Markets sold off Tuesday with the Nasdaq falling 1.2% and recording a bearish engulfing candle. This is the index of importance and many wondered what would happen as it approached former highs. It was the first to reclaim its 50 day SMA and the other major benchmarks followed, so perhaps it backing off will frighten the S&P 500 and Dow somewhat. The Russell 2000 retreating back underneath its 50 day SMA just one day after recouping it is not a good sign and we spoke last week about the VIX retesting its cup base breakout trigger near 15, and today it did so very firmly at its rising 50 day SMA rising more than 18%, a very good sign for product. One group not getting much conversation has been the weakness in the homebuilders. Of course the threat of higher interest rates is not friendly to the space, but there have been some outsized losses within. Names including DHI LEN MTH and TMHC are lower between 19-20% from most recent 52 week highs nearing bear market territory. The ITB has made little progress with any strength following the selloff earlier this month and has behaved very poorly following a bearish engulfing week ending 1/26. The ETF put on an impressive streak higher 18 of 21 weeks ending between 9/1-17-1/19 before it recent softness. Even periphery plays have been noticeable laggards with TTS and JELD off by 76 and 24% respectively.
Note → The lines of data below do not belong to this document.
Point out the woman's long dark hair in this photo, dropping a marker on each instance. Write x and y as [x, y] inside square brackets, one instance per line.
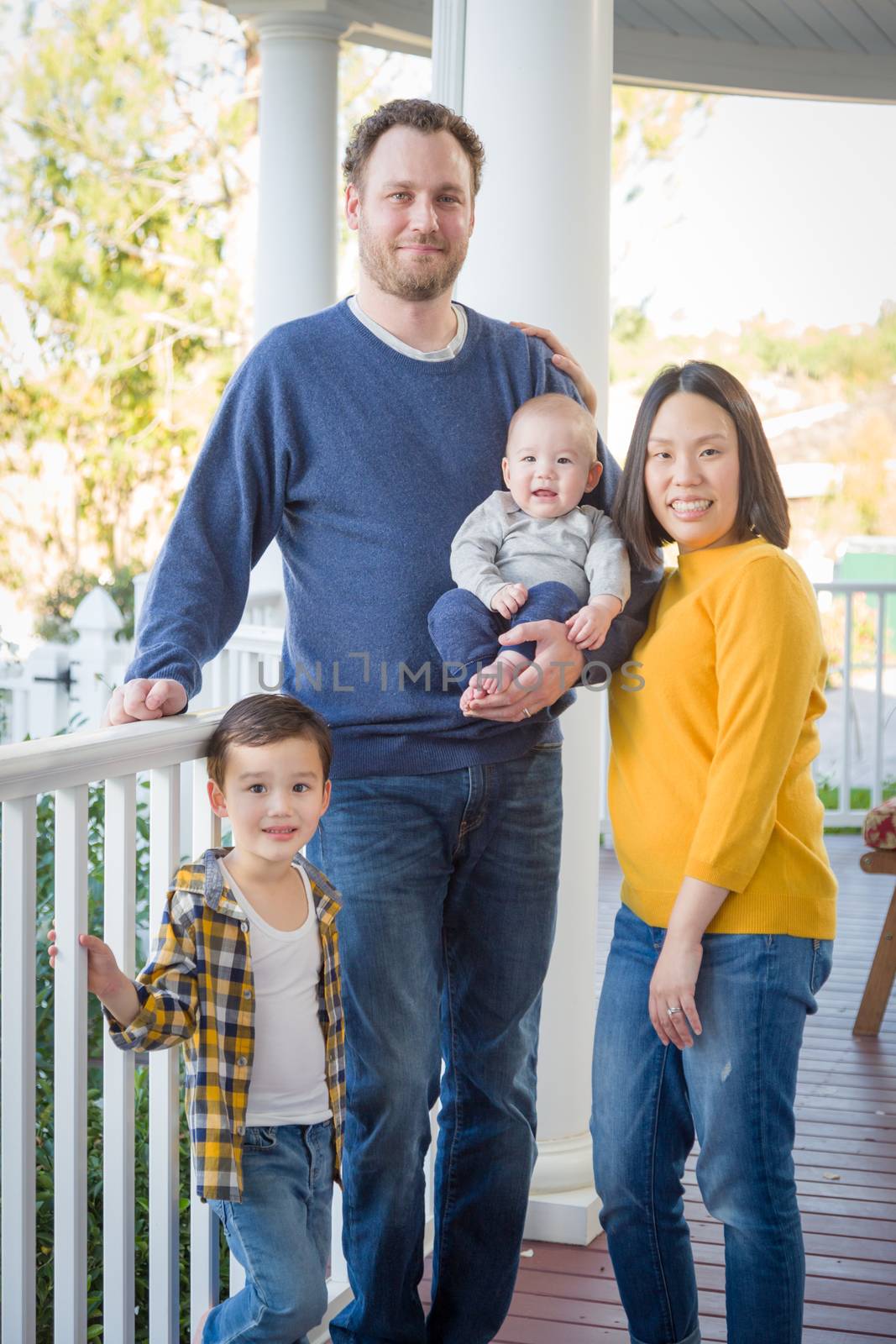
[762, 506]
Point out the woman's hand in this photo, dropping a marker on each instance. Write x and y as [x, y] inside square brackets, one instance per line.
[674, 980]
[564, 360]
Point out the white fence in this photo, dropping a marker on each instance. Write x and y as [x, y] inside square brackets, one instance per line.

Looking at individual groups there was very little for the bulls to talk about. The selloff was broad based with the financials acting the best with the XLF CLOSING lower by 1%. It came near the round 30 number, a level which has seen only 4 CLOSES above recently and is a level which gave the fund headaches dating back to the spring of 2007. The lagging energy space with the XLE is trying for a third consecutive up week with the last 2 trading in a very narrow range and well within the confines of the 8% weekly slump ending 2/9. Today the ETF was rejected at the round 70 number where it had problems climbing above last November and early December too. Near the bottom of the leaderboard were the staples and utilities with the XLP and XLU dropping 1.3 and 1.6% respectively and the worst performer on the session was the cyclicals falling a tidy 1.6% via the XLY recording an ugly bearish engulfing candle.
We are big believers in relative strength and therefore we must be on weakness as well. We have seen a big move off the recent lows and it could be a potential red flag if a stock did not participate. Price reveals plenty of information and below is a great example with HOG and how it was presented in our Monday 2/26 Game Plan. The first thing we see is the stock is underneath its 200 day SMA, and the saying is nothing good tends to happen below that secular line. The line is also sloping lower and that should make one hesitant on making long entries. It did little in the way of attempting a rebound and that demonstrated shortcomings. The stock is now 28% off most recent 52 week highs and looking at its potential first 3 week losing streak, down 2.2% so far this week, since August of last year. It is now flirting with the breakdown trigger and keep a close eye on this name to see how it responds following the possible breakdown.